Since then, five generations of Morgans have served on the WPI Board of Trustees, and Paul S. Morgan was appointed to chair the board. Philip R. Morgan currently serves as a WPI trustee. The Morgan family has also been one of WPI’s most generous benefactors. The Morgans have made possible the Morgan-Worcester Distinguished Instructorship (for mechanical engineering faculty), scholarships, and a number of major capital projects, including the Morgan Hall residence and the renovation of the Washburn Shops.

The new Sports and Recreation Center answers a compelling need on campus for premium fitness space for students, faculty, and staff. It will anchor the west side of the Quadrangle, literally and figuratively occupying a place at the heart of campus life. The center will include a four-court gymnasium, workout rooms, wellness classrooms, meeting spaces, a fitness center, and a natatorium housing a modern 25-meter swimming pool and spectator seating.  The facility will also provide space where the WPI community and beyond can gather for large-scale events, such as robotics competitions, career fairs, and campus celebrations.

Construction will begin following the 2010 Commencement in May, with the center to be completed by August 2012. The architect for the project is Cannon Design Inc., and the general contractor is Gilbane Construction Inc.

“WPI students respond to challenge with unusual maturity. They channel their energies in remarkably creative ways. This is true in our classrooms, on our project teams, and on our sports teams. It is why sports and recreation facilities are so important on our campus; they provide an indispensable context in which WPI’s culture of high achievement can find its physical expression,” says President Berkey. “We are not just building another gym. We are building a place for our community to come together – for competition, for camaraderie, for celebration. We are building a new setting for excellence.”

The new center also will be built to LEED (Leadership in Energy and Environmental Design) certification standards from the U.S. Green Building Council, in accordance with the WPI Board of Trustees endorsement in 2007 of a policy calling for the design of all future buildings on campus to be environmentally friendly and meet LEED Certification standards. WPI's other LEED certified buildings include East Hall and Bartlett Center, the university's admissions and financial aid building.

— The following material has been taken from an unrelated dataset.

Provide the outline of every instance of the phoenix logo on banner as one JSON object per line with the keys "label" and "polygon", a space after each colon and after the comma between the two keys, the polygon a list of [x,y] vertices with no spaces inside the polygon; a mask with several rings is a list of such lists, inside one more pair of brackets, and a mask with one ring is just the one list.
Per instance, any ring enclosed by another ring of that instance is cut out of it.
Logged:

At the time of the Board of Trustees vote on the project on October 30, the undergraduate Student Government Association presented WPI with a check for $31,000 to support the new Sports and Recreation Center, and the Graduate Student Association contributed another $10,000. Impressed by this show of support, a WPI trustee, who wishes to remain anonymous, is matching these student contributions to this important facility.

WPI has also received several leadership gifts to the Sports and Recreation Center, from Barbara Donahue, Ellen and Stu Kazin '61, and the Fred H. Daniels Foundation. In addition, Carr and Wood have generously contributed $250,000 to the Center, and Elliot Whipple has given $25,000.